Jadis, ores que la minoterie caorsinoise n'avait pas été ruinée par l’Amérique, les fêtes étaient splendi-des. Elles duraient quatre jours francs, du samedi au mardi inclusivement et les marins étaient en ribote[4] toute une semaine. A terre, nuit de cocagne, tourniquet, jeu de la cruche etc., baraques foraines de toutes sortes. Sur l'eau : joutes, mât incliné glissant, poursuite à la nage de canards, courses aux avirons et à la godille.
Huy, il n'y a vraiment de fête que le lundi. Ce jour-là, toutes les toilettes s'étalent sur la promenade du Moulin. Cette promenade, située au bord du Tarn est magnifique ; elle est plantée d'ormeaux très élevés qui joignent leurs cimes. On a devant soi le vaste bassin du fleuve, retenu par une chaussée cyclopéenne de trois cent mètres, et la verdure fraiche de la rive opposée des îles artificielles créées par le canal de dérivation du Petit Moulin.
La promenade tire son nom du Grand Moulin, construit au dix-huitième siècle par M. de Beaucaire, le premier meunier de France, imposante bâtisse, légère cependant avec les traits obliques de ses escaliers de bois extérieurs et ses balcons en fer forgé. Les belles dames n'y dansent plus avec les marins tout fiers de cet honneur ; et nobles, bourgeois et peuple ne font plus la farandole mêlée fraternellement. On est devenu plus orgueilleux, en même temps que plus bête et plus méchant. Tout le monde s’habille à l'instar de Paris, et les ouvriers eux-mêmes trouvent qu'il est commun de ne pas parler la langue maternelle, l'admirable langue d'oc. A la chienlit, bâtard, de votre race !
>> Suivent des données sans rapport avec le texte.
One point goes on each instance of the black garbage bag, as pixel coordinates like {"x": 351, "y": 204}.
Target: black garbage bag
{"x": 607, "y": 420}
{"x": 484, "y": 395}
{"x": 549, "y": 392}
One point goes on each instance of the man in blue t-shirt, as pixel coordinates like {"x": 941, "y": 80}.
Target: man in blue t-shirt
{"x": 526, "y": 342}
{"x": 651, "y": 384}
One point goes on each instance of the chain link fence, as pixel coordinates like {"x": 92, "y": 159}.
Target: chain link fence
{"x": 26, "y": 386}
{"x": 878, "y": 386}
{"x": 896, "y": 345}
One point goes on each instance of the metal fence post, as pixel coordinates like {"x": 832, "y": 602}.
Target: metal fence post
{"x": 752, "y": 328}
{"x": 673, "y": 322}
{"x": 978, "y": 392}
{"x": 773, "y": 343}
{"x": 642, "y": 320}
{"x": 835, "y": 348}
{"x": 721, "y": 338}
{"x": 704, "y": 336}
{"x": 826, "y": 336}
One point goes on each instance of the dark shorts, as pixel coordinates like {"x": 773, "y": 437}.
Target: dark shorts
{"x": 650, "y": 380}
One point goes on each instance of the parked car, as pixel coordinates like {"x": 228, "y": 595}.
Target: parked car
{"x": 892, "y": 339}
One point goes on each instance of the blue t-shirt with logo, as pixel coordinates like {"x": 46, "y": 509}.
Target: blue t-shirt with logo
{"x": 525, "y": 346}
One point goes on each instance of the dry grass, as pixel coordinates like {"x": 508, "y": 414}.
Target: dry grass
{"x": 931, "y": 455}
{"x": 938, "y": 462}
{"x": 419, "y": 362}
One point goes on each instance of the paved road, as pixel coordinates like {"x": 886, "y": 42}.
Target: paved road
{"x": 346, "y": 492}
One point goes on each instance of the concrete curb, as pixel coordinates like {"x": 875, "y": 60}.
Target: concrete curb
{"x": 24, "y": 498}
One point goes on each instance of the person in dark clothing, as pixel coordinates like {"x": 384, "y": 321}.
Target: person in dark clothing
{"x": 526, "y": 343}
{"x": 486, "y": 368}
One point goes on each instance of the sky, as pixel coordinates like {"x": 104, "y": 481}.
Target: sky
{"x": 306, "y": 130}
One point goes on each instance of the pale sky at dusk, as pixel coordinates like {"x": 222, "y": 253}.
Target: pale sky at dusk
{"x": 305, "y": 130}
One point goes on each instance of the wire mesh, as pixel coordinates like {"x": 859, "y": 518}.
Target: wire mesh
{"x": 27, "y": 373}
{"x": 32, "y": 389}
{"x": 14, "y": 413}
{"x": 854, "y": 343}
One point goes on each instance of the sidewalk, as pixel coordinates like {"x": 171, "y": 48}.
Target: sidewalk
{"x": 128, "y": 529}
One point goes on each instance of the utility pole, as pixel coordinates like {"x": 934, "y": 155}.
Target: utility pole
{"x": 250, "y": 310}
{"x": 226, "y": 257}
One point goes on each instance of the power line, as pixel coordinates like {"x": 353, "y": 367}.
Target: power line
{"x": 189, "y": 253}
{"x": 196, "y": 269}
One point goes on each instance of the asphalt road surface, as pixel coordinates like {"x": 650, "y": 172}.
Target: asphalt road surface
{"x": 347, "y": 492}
Deux coutumes toutefois, si elles n'ont plus le même éclat, ont été conservées, héritage quelque peu respecté des ancêtres : la plantation du mai et la bénédiction du Tarn. Dès le vendredi soir on va donner des sérénades aux fonctionnaires munici-paux et autres. Et pendant quelques jours, les vieux airs des tambours sonores et des fifres railleurs sont comme la résurrection de l'âme simple et malicieusement bonhomme des aïeux, qui flotte par la ville.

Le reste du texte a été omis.